Borja Terán Periodista
OPINIÓN

Pedro Sánchez y la liturgia del 'reality show'

El presidente del Gobierno, Pedro Sánchez, en el Complejo de la Moncloa.
El presidente del Gobierno, Pedro Sánchez, en el Complejo de la Moncloa.
Europa Press
El presidente del Gobierno, Pedro Sánchez, en el Complejo de la Moncloa.

Lunes 29 de abril, San Pedro Mártir. Todas las grandes televisiones tienen en pantalla una cuenta atrás. Un cronómetro enumera cómo se agotan los segundos que faltan para la comparecencia de Pedro Sánchez. Anunciará si se marcha o se queda. Algunos canales especulan en las tertulias de sus magacines de mañana, otros conectan con la información más pura desde sus servicios informativos. El país se para. La solemnidad del momento nos invita a aguantar la respiración.

Los presentadores nos explican que la pantallita azul que aparece en una esquina de la emisión es la señal institucional que envía el Gobierno. La tienen ya pinchada en imagen para no llegar tarde y, de paso, enganchar el ojo del espectador con el nervio de que en cualquier momento Sánchez aparecerá por ahí. Así nadie cambiará de canal. O eso se intenta.

De repente, la cartela azul desaparece e irrumpe una imagen de las imponentes escaleras a Moncloa. Sus grandes puertas de cristal se abren, emerge el Presidente y comunica su decisión, tras cinco días de reflexión en la que se ha supeditado a la sociedad a la tensión de la incertidumbre. 

No se va, se queda. Y con su alegato intenta abrir un debate social sobre cómo se ha empobrecido la vida política. Pero no comunica ninguna medida, sólo aprovecha el altavoz que le otorgan las expectativas generadas. Así su mensaje traspasa a una audiencia mayoritaria sin ningún filtro de gente opinando. Sólo él, hablando a todos. Porque la cuenta atrás de la carta del pasado miércoles ha provocado cinco días de especulaciones que han favorecido un minuto de oro mediático para saber en qué acababa todo. Todo el país le ha mirado. Pero a qué coste. 

¿Es necesario someter a la población a tal índice de estrés e incertidumbre? ¿Estos días han servido realmente para reflexionar sobre las fakes news y los ataques personales sin escrúpulos? ¿Era realmente necesario este requiebro de guion para que todo siga igual? Para terminar con la máquina del fango de la desinformación, también hay que aligerar las técnicas de vivir la política con la misma presión que si fuera el espectáculo de un reality. Ahí también está la base del problema. 

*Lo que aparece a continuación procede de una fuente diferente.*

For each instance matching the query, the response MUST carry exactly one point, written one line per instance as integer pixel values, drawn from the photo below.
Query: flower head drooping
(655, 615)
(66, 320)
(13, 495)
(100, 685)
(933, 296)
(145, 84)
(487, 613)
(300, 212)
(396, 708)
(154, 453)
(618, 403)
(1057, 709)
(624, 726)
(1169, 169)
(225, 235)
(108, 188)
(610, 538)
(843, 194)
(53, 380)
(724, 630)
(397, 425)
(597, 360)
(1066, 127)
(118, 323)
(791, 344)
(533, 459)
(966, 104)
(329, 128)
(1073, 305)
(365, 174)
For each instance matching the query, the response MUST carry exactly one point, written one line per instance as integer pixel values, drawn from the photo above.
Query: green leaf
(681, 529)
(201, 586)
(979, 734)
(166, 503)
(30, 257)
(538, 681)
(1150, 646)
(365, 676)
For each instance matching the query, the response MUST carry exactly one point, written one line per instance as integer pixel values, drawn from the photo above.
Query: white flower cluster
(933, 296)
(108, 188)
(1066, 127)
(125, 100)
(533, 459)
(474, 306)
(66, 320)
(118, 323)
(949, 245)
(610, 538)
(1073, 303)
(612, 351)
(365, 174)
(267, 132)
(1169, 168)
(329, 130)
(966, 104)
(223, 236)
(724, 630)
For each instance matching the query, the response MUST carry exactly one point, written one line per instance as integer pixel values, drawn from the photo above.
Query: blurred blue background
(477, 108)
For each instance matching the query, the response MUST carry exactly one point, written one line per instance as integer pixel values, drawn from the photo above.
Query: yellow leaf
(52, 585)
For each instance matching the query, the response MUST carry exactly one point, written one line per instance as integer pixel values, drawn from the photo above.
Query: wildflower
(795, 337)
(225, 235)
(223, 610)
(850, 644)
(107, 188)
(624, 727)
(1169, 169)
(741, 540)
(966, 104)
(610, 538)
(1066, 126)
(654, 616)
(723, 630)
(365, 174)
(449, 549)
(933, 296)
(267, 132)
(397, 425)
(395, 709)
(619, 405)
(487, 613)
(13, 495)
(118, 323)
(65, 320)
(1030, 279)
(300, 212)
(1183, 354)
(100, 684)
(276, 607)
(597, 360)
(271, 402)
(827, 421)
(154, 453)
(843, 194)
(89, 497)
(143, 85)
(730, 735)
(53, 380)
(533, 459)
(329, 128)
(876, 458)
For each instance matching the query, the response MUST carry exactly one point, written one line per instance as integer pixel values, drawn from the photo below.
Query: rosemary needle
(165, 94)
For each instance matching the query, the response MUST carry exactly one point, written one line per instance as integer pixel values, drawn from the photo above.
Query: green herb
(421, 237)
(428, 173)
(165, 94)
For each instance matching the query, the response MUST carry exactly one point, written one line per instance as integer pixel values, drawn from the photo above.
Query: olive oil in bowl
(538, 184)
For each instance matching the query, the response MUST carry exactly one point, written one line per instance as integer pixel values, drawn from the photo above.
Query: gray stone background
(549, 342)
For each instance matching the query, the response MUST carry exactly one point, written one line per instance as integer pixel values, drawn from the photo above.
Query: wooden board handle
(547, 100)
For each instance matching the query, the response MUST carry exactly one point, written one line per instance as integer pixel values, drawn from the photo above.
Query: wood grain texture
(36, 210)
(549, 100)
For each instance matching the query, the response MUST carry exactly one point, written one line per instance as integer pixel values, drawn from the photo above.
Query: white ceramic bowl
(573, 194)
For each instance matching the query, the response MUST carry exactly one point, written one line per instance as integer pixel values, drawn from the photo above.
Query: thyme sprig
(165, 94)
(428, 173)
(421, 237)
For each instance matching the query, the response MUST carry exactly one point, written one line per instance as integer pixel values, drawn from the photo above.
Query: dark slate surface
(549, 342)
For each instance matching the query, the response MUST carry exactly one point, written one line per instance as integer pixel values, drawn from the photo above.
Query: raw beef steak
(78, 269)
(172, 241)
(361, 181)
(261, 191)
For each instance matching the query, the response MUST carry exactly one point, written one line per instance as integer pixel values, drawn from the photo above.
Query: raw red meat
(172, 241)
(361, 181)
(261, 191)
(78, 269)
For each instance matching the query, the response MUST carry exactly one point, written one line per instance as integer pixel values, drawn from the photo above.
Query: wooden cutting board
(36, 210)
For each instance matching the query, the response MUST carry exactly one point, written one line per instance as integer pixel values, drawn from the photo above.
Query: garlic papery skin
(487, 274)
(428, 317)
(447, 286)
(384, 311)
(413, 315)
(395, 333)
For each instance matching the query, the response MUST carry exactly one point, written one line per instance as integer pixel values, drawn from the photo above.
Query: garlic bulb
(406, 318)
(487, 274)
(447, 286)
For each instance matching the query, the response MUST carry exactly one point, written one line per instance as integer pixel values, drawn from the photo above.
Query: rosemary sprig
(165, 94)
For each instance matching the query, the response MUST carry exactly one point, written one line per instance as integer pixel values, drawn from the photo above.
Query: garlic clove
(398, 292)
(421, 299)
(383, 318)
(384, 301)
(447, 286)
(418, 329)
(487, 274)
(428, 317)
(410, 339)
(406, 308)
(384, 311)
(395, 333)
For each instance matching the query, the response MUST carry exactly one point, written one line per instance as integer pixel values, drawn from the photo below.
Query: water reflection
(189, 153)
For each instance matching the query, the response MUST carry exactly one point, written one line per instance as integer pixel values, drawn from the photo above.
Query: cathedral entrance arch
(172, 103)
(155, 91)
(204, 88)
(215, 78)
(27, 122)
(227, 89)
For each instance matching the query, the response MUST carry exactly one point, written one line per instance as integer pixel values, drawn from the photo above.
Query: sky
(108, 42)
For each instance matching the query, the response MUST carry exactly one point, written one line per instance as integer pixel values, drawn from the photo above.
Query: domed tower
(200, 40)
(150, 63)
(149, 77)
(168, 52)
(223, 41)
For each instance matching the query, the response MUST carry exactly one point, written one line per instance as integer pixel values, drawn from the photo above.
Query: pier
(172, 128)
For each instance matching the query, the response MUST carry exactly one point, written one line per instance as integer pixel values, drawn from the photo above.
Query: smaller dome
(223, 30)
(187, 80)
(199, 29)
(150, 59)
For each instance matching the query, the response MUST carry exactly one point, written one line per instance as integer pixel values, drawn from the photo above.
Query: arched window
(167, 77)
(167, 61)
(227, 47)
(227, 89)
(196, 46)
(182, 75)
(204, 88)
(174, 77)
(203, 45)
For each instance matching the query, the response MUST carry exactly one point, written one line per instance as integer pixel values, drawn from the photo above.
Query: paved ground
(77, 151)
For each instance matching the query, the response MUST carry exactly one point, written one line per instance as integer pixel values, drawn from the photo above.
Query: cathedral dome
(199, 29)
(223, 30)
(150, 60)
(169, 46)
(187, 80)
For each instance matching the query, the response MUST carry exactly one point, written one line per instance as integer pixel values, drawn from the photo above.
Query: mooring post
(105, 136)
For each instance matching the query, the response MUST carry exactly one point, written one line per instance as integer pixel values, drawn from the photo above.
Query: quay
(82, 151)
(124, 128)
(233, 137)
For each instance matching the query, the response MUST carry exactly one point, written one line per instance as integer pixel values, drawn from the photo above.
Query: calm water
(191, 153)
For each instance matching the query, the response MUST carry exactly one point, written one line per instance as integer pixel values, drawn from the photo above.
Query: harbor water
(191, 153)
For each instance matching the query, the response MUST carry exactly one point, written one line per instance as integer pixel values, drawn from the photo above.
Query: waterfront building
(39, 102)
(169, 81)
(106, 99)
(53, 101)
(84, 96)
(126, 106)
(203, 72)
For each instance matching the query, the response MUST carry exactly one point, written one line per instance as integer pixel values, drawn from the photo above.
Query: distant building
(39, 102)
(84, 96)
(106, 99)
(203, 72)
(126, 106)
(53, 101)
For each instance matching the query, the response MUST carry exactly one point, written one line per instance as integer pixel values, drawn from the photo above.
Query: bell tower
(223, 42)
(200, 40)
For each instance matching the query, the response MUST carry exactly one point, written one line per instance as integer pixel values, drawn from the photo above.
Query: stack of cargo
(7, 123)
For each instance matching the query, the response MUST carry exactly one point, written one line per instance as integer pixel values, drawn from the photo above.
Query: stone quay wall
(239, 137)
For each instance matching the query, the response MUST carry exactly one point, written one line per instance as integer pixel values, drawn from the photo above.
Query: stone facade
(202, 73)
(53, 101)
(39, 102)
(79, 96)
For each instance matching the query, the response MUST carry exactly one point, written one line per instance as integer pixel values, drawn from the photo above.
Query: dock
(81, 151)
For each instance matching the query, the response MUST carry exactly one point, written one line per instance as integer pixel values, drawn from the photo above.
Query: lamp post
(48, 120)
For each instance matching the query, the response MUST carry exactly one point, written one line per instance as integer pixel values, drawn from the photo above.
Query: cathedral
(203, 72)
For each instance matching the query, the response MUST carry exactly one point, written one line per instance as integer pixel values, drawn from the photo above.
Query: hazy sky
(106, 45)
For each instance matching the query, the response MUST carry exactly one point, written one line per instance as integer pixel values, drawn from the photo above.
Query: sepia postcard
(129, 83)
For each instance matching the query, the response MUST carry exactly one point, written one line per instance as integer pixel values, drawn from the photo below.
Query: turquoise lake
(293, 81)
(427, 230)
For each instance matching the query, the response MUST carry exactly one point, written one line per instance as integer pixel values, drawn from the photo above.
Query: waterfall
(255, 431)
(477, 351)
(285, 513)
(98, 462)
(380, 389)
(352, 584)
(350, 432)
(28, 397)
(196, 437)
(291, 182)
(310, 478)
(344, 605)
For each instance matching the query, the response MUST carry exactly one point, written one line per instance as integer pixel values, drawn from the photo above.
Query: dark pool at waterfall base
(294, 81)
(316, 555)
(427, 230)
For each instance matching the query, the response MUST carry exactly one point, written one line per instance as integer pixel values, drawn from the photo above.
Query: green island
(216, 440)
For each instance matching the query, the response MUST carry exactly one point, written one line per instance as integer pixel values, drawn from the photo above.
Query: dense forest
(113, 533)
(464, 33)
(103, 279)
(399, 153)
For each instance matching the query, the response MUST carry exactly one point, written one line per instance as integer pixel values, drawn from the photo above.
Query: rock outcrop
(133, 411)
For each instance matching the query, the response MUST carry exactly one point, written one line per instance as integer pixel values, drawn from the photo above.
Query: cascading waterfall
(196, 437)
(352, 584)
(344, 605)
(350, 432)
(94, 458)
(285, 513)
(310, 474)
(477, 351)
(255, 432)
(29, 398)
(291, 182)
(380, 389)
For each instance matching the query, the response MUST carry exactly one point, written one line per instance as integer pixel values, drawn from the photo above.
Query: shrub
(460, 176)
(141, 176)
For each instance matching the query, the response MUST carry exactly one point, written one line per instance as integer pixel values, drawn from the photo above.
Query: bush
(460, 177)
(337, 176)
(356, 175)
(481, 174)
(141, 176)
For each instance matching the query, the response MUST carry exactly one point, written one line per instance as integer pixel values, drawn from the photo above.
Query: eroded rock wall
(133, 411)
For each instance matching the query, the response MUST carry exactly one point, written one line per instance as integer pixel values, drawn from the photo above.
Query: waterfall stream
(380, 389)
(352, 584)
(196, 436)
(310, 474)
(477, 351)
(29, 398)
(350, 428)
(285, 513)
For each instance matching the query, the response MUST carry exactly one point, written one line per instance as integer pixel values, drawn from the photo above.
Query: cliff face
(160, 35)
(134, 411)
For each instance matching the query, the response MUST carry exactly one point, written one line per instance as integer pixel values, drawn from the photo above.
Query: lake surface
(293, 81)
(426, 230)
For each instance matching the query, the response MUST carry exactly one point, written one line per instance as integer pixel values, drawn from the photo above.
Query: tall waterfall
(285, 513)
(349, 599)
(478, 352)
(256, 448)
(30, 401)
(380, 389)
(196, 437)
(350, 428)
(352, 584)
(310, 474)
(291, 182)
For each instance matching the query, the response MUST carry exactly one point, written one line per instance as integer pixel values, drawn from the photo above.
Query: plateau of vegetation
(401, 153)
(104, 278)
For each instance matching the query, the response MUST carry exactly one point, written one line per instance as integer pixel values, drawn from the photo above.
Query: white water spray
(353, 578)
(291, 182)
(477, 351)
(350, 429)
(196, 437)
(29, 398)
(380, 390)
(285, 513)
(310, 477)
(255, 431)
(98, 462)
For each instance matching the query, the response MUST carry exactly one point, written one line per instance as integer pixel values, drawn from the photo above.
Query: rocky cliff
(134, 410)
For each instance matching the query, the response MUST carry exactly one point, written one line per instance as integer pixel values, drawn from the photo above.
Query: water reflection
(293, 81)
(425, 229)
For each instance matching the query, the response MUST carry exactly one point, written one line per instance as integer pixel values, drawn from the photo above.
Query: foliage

La vida retransmitida en el frenesí del riguroso directo trae estas consecuencias, donde la intensidad de las liturgias escénicas marcan la agenda y empujan a una simplificación de buenos o malos. El espectador termina asistiendo al devenir político cual hincha de un equipo de fútbol.

Quizá ha sido estrategia, quizá sólo ha sido humanidad. Porque los políticos son personas y deben compartir sus emociones. Pero, sea lo que sea, estos eternos días caldeando un clliffhanger nos recuerdan que la política no debería funcionar como El secreto de Puente Viejo, calentando un punto álgido que, al final, tal vez ni siquiera llega. 

En tiempos de Instagram, TikTok y otras redes sociales hemos asumido que es más importante lo que parece que somos que lo que somos. Sin embargo, la política no debería regodearse tanto en la teatralización del relato epopéyico para mantener encendido al votante. La dramatización inflada, que intenta otorgar a todo la dimensión de hecho histórico, termina agotando y desmotivando a la población. Cada paso no puede ser vibrante. Cada paso no puede parecer una pataleta de niños intentando estar en el centro de atención. Es de perogrullo, pero la política no es pasar a la sociedad responsabilidades propias a golpe de eslóganes. La política es hacer. La política es encontrar puntos de encuentro que nos permitan crecer desde la gestión serena y, a veces, hasta prudente. Y para eso hace falta más proyectos que monólogos, que también. Los monólogos lucen muchísimo en el aplauso instantáneo de los fans en la tele y en las redes, los proyectos se sienten en la calle.